Equity markets recovered their poise last week, reversing some of the drop over the previous three. Better than expected results from Alphabet and Microsoft more than compensated for the macro news in the US which led to rate cut expectations being scaled back yet further and a small loss for government bonds.
Global equities ended the week up around 2.5% in both local currency and sterling terms and are now down only 1-2% from their end-March high. The UK fared relatively well with a 3.0% gain as did Emerging markets which rose 3.5% on the back of a 7% bounce in China. At a sector level, tech led the rebound just as it had led the recent decline.
Last week’s US data saw growth weaken a bit more than expected and inflation continue to come in higher than anticipated. Headline GDP growth slowed sharply in the first quarter to an annualised 1.6% from 3.4% in the fourth quarter. But the underlying picture was rather stronger with activity still expanding at a healthy pace of over 2%.
On the inflation front, the Fed’s favoured core measure was unchanged at 2.8% in March, remaining significantly above the Fed’s 2% target and reinforcing fears that its stickiness will delay any rate cuts. The market now does not see the Fed easing before November, a far cry from the hopes at the start of the year that the Fed could be starting to cut rates by now.
While the outlook for rates is always crucial for markets, just as critical at the moment have been the first quarter results for the US Magnificent Seven tech stocks. The results in truth have been a bit of a mixed bag so far with Tesla and Meta disappointing but Alphabet and Microsoft beating expectations.
Even so, the market took heart from the beats and rewarded Alphabet, which announced its first ever dividend, with a 11% rise last week. Nvidia, which doesn’t report until 22 May, was also up as much as 15% and reversed its large decline the previous week.

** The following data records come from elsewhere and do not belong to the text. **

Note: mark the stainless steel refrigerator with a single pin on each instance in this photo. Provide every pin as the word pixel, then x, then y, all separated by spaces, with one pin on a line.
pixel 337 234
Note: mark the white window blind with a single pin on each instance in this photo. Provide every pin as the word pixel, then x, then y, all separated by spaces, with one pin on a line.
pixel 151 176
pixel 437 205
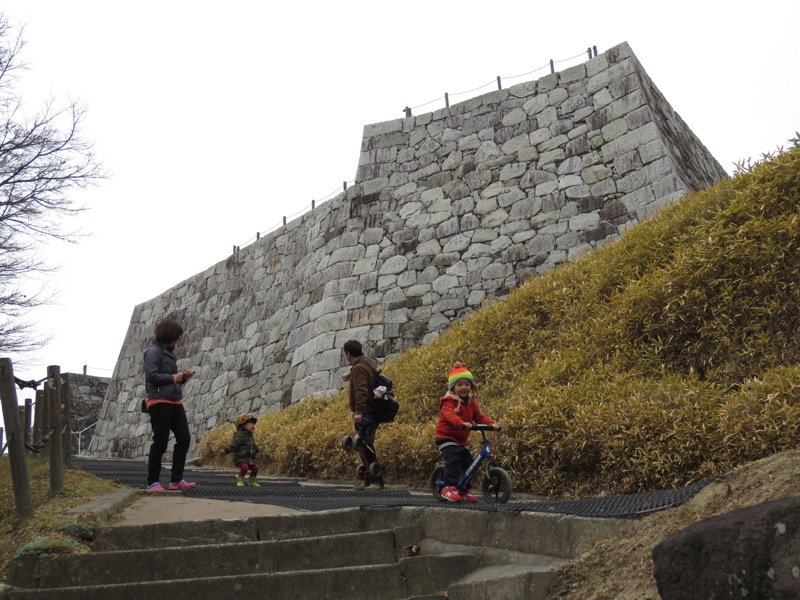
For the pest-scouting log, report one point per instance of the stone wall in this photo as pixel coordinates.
(87, 394)
(449, 210)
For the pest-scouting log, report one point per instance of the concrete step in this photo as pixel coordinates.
(367, 552)
(214, 560)
(254, 529)
(421, 576)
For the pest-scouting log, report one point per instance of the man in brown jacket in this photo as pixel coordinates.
(362, 382)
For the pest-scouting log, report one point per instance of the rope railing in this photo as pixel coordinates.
(591, 51)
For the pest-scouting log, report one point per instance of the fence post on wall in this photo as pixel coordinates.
(27, 421)
(56, 424)
(38, 417)
(20, 479)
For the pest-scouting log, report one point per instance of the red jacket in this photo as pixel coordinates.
(454, 412)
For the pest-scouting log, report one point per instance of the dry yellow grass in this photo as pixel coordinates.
(50, 529)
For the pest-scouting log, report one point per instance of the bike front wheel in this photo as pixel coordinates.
(437, 476)
(496, 486)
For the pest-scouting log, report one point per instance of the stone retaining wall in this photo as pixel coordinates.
(449, 210)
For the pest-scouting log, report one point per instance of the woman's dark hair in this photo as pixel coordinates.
(168, 331)
(353, 348)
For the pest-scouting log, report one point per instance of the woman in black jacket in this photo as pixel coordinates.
(165, 406)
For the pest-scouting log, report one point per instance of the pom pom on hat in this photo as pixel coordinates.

Overall, with around 50% of S&P 500 companies now reported, earnings are beating expectations – as they generally do – and are forecast to be up some 9% on a year earlier. While mega-cap tech is generating all of the gains this quarter, earnings growth should by year-end be much more evenly spread out across the market. This prospect, along with relatively cheap valuations, is why we continue to believe small and mid-cap stocks should fare comparatively well from here.
Outside the US, there have been a few notable developments. Firstly, the UK has been outperforming over the last month, helped by the bounce in commodity prices, and the FTSE 100 index last week broke clear of the 8000 mark tested in February last year, reaching 8180 at the time of writing.
Further afield, the yen has been proving even more of a wild card than ever. Late last week saw it drop sharply against the resurgent dollar to a new low of almost 160Y/$, prompting probable foreign exchange intervention by the Ministry of Finance and a recovery to 155Y/$ this morning. The weakness of the yen is upping the pressure on the BOJ to continue tightening policy and is also leading to the equity market underperforming in sterling terms.
As for last week’s bounce in Chinese equities, it was led by listings in Hong Kong which were buoyed by measures announced by the Chinese authorities to boost its status as an international financial centre. Since peak pessimism in early February, China has now outperformed global equities by around 12%.
This coming week, the macro highlights will be the Fed meeting on Wednesday and US payroll data on Friday. On the earnings front, the centre of attention will be the results of Amazon on Tuesday and Apple on Thursday.